I Corinthians 5

[] Aranızda fuhuş olduğu söyleniyor, üstelik putperestler arasında bile rastlanmayan türden bir fuhuş! Biri babasının karısını almış.
Geralmente se ouve que há entre vós fornicação, e fornicação tal, que nem ainda entre os gentios se nomeia: haver quem se atreva a possuir a mulher de seu próprio pai.
Siz hâlâ böbürleniyorsunuz! Oysa yas tutup bu işi yapanı aranızdan atmanız gerekmez miydi?
Estais ensoberbecidos, e nem ao menos vos entristecestes por não ter sido retirado dentre vós quem cometeu tal ação.
Bedence olmasa da ruhça aranızdayım. Bu suçu işleyeni, aranızdaymışım gibi Rabbimiz İsa’nın adıyla zaten yargılamış bulunuyorum. Ben ruhça aranızdayken Rabbimiz İsa’nın gücüyle toplandığınız zaman, bedeninin yok olması için bu adamı Şeytan’a teslim edin ki, Rab İsa’nın gününde ruhu kurtulabilsin.
Eu, na verdade, ainda que ausente no corpo, mas presente no espírito, já julguei, como se estivesse presente, aquele que cometeu este ultraje.
Bedence olmasa da ruhça aranızdayım. Bu suçu işleyeni, aranızdaymışım gibi Rabbimiz İsa’nın adıyla zaten yargılamış bulunuyorum. Ben ruhça aranızdayken Rabbimiz İsa’nın gücüyle toplandığınız zaman, bedeninin yok olması için bu adamı Şeytan’a teslim edin ki, Rab İsa’nın gününde ruhu kurtulabilsin.
Em nome de nosso Senhor Jesus, congregados vós e o meu espírito, pelo poder de nosso Senhor Jesus,
Bedence olmasa da ruhça aranızdayım. Bu suçu işleyeni, aranızdaymışım gibi Rabbimiz İsa’nın adıyla zaten yargılamış bulunuyorum. Ben ruhça aranızdayken Rabbimiz İsa’nın gücüyle toplandığınız zaman, bedeninin yok olması için bu adamı Şeytan’a teslim edin ki, Rab İsa’nın gününde ruhu kurtulabilsin.
seja entregue a Satanás para destruição da carne, para que o espírito seja salvo no dia do Senhor Jesus.
[] Övünmeniz yersizdir. Azıcık mayanın bütün hamuru kabarttığını bilmiyor musunuz?
Não é boa a vossa jactância. Não sabeis que um pouco de fermento leveda a massa toda?
[] Yeni bir hamur olabilmek için eski mayadan arınıp temizlenin. Zaten mayasızsınız. Çünkü Fısıh kuzumuz Mesih kurban edildi.
Expurgai o fermento velho, para que sejais massa nova, assim como sois sem fermento. Porque Cristo, nossa páscoa, foi sacrificado por nós.
[] Bunun için eski mayayla –kin ve kötülük mayasıyla– değil, içtenliğin ve dürüstlüğün mayasız ekmeğiyle bayram edelim.

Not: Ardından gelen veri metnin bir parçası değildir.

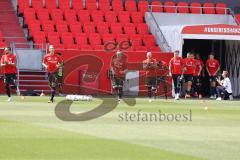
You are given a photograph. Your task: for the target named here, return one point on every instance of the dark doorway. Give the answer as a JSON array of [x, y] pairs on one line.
[[204, 47]]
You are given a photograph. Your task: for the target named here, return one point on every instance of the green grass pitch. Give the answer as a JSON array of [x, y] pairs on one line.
[[29, 130]]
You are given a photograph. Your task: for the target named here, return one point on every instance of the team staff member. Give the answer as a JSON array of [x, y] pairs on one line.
[[52, 62], [225, 87], [189, 64], [119, 70], [8, 62], [150, 65], [212, 67], [59, 75], [197, 76], [176, 70]]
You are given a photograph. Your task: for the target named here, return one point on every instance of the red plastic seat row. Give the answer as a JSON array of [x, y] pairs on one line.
[[194, 7]]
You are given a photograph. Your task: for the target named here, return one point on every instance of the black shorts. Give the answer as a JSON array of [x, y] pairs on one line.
[[151, 81], [213, 78], [59, 80], [117, 82], [52, 80], [188, 77], [10, 78], [197, 79]]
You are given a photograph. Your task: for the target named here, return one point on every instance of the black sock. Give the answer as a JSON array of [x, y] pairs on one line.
[[52, 94], [149, 92], [7, 90]]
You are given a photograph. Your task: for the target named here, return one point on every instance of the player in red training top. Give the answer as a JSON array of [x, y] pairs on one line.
[[119, 70], [8, 62], [197, 76], [189, 64], [52, 62], [176, 71], [162, 73], [212, 67], [150, 65]]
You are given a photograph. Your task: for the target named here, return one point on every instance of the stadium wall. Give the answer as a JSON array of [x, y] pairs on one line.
[[99, 63]]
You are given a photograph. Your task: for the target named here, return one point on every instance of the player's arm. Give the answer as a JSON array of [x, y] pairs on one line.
[[3, 63], [208, 69], [44, 63], [217, 70]]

Pelo que celebremos a festa, não com o fermento velho, nem com o fermento da malícia e da corrupção, mas com os ázimos da sinceridade e da verdade.
Mektubumda size fuhuş yapanlarla arkadaşlık etmemenizi yazdım.
Já por carta vos escrevi que não vos comunicásseis com os que se prostituem;
Kuşkusuz dünyadaki ahlaksızları, açgözlüleri, soyguncuları ya da putperestleri demek istemedim. Öyle olsaydı, dünyadan ayrılmak zorunda kalırdınız!
com isso não me referia à comunicação em geral com os devassos deste mundo, ou com os avarentos, ou com os roubadores, ou com os idólatras; porque então vos seria necessário sair do mundo.
Ama şimdi size şunu yazıyorum: Kardeş diye bilinirken fuhuş yapan, açgözlü, putperest, sövücü, ayyaş ya da soyguncu olanla arkadaşlık etmeyin, böyle biriyle yemek bile yemeyin.
Mas agora vos escrevo que não vos comuniqueis com aquele que, dizendo-se irmão, for devasso, ou avarento, ou idólatra, ou maldizente, ou beberrão, ou roubador; com esse tal nem sequer comais.
İnanlılar topluluğunun dışındakileri yargılamaya benim ne hakkım var? Sizin de yargılamanız gereken kişiler topluluğun içindekiler değil mi?
Pois, que me importa julgar os que estão de fora? Não julgais vós os que estão de dentro?
[] Topluluğun dışında kalanları Tanrı yargılar. “Kötü adamı aranızdan kovun!”
Mas Deus julga os que estão de fora. Tirai esse iníquo do meio de vós.